Ни в чем, однако, так прискорбно не сказались буржуазные гены профессора, как в этом его слепом доверии к «эволюционному порядку».

Большевики не ждут милостей от природы, они их экспроприируют. Поскольку доказано, что из биологически-классовой «драчки» пролетариат выбрался наиболее закаленным и приспособленным к дальнейшим свершениям, ясно, что зачинать человека будущего сподручней всего в пролетарском же, так сказать, лоне.

«Государство дает лучшим производительницам лучшие сперматозоиды. Государство поощряет такой подбор. Этих детей оно берет на свое иждивение и прорабатывает породу новых людей» — так высокохудожественно сформулировал это великое веление времени молодой коммунистический драматург С. Третьяков в пьесе 1926 г. «Хочу ребенка». (Ее продвинутая героиня выбирает в качестве производителя молодого сознательного рабочего.)

Красивое слово «евгеника», столь родное для русского уха ввиду полного его созвучия с именем любимых героев русской классики, — слово, которое через 20 с небольшим лет в этой же стране будет объявлено вне закона, сейчас, в 20-е годы, куда успешней согревает умы и возбуждает сердца апостолов и пророков нового мира, чем какая-нибудь Марксова прибавочная стоимость или мрачная «Диалектика природы».

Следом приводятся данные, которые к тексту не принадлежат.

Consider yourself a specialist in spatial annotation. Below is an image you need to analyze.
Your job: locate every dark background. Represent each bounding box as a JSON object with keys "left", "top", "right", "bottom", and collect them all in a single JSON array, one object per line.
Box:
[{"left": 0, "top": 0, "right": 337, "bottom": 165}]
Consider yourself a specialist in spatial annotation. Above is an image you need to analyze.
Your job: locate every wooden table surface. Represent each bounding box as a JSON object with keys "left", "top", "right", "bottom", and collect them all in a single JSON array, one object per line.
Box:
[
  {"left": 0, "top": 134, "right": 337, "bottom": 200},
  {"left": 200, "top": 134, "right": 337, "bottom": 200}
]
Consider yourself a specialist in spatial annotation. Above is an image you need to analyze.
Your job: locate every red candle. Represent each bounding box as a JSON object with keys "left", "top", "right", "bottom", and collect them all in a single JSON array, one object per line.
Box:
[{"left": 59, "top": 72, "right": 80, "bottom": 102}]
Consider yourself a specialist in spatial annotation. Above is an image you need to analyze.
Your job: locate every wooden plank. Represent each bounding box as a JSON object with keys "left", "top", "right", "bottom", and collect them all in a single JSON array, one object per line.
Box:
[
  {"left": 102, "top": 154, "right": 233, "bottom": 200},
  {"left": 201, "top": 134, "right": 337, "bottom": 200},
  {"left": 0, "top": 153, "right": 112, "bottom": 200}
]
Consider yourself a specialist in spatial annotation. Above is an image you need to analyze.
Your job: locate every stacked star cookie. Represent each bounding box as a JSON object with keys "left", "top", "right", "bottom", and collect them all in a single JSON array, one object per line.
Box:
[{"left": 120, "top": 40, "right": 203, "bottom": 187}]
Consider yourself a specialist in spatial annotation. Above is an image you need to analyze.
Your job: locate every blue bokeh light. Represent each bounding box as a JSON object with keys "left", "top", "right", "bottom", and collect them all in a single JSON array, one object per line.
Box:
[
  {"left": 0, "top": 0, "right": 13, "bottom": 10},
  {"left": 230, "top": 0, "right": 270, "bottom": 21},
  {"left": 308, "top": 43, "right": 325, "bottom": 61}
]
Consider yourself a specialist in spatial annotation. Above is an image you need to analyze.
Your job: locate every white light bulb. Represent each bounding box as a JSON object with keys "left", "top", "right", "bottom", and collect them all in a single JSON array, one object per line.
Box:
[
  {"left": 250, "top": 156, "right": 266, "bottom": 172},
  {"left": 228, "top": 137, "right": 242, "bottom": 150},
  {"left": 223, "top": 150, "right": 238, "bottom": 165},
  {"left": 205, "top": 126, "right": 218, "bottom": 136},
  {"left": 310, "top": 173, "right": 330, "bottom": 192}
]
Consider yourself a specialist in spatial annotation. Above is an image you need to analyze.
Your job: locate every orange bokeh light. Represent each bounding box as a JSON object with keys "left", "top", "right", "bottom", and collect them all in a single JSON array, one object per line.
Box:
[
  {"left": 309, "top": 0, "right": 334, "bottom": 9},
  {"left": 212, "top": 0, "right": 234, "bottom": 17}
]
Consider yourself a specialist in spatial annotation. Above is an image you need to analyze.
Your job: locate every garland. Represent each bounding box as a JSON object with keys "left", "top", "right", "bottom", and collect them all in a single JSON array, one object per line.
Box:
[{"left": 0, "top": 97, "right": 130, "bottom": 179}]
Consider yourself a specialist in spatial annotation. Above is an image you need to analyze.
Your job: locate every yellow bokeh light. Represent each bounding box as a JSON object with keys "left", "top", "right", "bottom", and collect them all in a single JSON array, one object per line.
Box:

(Не забудем, что к евгенике приложил свою чудодейственную руку профессор Преображенский, в чем раскаялся, но поздно. В порыве горького сожаления Преображенский признается, что именно евгеника была объектом его научной страсти, а фокусы с омоложением — это так, побочный продукт, средство выколачивания денег и покровительства властей.

Доверимся Булгакову: речь идет на самом деле не столько о личных творческих предпочтениях профессора, сколько об иерархии творческих замыслов власти: омоложение — это, конечно, хорошо, кто ж откажется?.. Но на первом месте евгеника: «нового человека» всерьез предполагается не воспитывать, а выводить!..)

Поскольку ключи от царствия небесного обтачиваются в форме скальпелей, хирургических ножей и гинекологических зеркал, — ключевой фигурой становящегося общества становится врач, доктор, лекарь, «труженик медицинского фронта», одним словом.

Кому так много дано, с того самое время кое-что спросить:

«От социального фактора медицина <...> отвязаться никак не может — некое определенное отношение к социальному строению человечества медик иметь обязан. Но здесь уже он должен быть вполне научно последователен.

<...> ...Воззрения медика могут быть только материалистическими, так как и биология, евангелие медицины, в правильном ее истолковании, — это кристально-чистая материалистическая наука» (Залкинд А. Основные вопросы педологии <1930> // Педология: Утопия и реальность. М., 2001. С. 110).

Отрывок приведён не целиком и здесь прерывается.